Dave’s Deadline Dissection

By David Sennema

I subscribe to Poets and Writers magazine, not because of all the high-toned “success” and “how-to” stories, but because of their multi-page “deadlines” section which is up-to-date and thorough enough to be useful. After reading the July/August, 2011 version, I thought it might be interesting to do an analysis of the descriptive summaries. I counted 42 of them stating entry fees, prize amounts, eligibility, and a few with free trips to lecture to students or attend writing seminars.

Twelve of them were for poets only, and ten wanted only short stories. Seven were interested in receiving poems, short stories or creative non-fiction; four wanted only novels; two wanted only creative non-fiction; two wanted essays; one wanted only short-short stories; one wanted memoirs; and three wanted some combination of the above.

Thirteen of them described limitations on who should submit. Some of those were limited to people from a particular city, region or state, others were limited by gender or by publication experience or by the length of the work to be submitted. The most interesting limitation was stated by the Leeway Foundation of Philadelphia which indicated that grants are given “to women and transsexual, transgender, genderqueer, and Two-Spirit poets, fiction writers, and creative nonfiction writers in the Philadelphia area who need financial assistance to work on a project involving art and social change.”

Most of the 42 are located in the USA, with two from England and one from Ireland.

According to the policy of the magazine, “We list only prizes of $1,000 or more, prizes of less than $1,000 that charge no entry fee, and prestigious nonmonetary awards.” I found that entry fees ranged from “0” to $25.00, and that prizes ranged from $500 to $40,000, with most of them around $1,000.

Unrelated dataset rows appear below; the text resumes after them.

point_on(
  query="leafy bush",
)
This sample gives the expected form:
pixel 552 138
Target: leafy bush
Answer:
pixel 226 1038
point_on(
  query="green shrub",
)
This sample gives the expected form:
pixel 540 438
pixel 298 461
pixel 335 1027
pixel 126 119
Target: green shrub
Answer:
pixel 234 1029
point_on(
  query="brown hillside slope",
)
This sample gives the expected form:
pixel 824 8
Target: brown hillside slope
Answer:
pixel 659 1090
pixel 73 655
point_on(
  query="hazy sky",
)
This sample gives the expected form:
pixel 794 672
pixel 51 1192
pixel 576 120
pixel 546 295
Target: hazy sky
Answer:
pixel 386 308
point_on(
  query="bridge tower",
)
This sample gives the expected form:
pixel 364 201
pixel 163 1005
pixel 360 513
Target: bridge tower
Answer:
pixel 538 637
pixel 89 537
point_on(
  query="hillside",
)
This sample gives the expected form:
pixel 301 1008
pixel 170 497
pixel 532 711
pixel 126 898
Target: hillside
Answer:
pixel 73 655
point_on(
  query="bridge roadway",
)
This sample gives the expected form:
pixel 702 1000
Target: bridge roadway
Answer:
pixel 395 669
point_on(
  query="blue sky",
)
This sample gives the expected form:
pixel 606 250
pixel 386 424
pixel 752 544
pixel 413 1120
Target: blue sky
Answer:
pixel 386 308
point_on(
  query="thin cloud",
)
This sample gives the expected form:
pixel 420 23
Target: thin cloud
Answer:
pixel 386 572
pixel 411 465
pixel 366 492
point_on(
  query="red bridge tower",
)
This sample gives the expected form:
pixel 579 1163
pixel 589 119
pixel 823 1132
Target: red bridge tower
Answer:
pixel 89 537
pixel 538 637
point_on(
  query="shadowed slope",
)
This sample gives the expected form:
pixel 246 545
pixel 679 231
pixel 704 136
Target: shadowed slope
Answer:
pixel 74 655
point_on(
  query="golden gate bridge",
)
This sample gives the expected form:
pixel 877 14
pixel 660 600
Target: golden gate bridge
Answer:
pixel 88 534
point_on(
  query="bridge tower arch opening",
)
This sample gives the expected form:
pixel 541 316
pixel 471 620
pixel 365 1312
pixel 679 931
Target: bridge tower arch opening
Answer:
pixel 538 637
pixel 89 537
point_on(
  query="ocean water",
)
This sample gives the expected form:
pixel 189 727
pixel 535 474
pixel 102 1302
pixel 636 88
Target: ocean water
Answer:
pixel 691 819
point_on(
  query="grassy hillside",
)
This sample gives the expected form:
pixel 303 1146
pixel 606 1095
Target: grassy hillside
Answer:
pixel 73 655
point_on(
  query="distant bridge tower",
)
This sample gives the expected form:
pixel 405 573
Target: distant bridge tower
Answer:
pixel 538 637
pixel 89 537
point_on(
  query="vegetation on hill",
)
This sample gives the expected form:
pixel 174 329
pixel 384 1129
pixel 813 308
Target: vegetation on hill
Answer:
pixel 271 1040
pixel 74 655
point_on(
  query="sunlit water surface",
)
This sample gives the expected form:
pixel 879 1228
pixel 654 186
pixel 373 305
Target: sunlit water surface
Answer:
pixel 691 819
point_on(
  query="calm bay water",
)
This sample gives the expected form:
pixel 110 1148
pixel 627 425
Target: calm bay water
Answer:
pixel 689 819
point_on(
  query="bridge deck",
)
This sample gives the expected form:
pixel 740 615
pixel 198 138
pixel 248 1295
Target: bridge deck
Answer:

Some of the summaries call for chapbooks or collections of poems or short stories, rather than single entries. One of them offers an all-expense-paid trip to several colleges in Michigan, “each of which pays an honorarium of at least $500, to give readings, meet with students, and lead discussions and classes.”

I’m looking for places to send a 6,147-word short story, which is longer than most places are looking for, so with all the limitations taken into consideration, of the 42 summaries I found, there were only three for which my submission would be appropriate. Most of those asking for short stories want no more than 3000 words. Looks like my story just forgot to tell me when to quit!

1 comment:

monjon said...

Interesting research, Dave. I wish we had some way of knowing how many submissions were made in each category.
I feel your pain. I find further condensing a short story to be very difficult.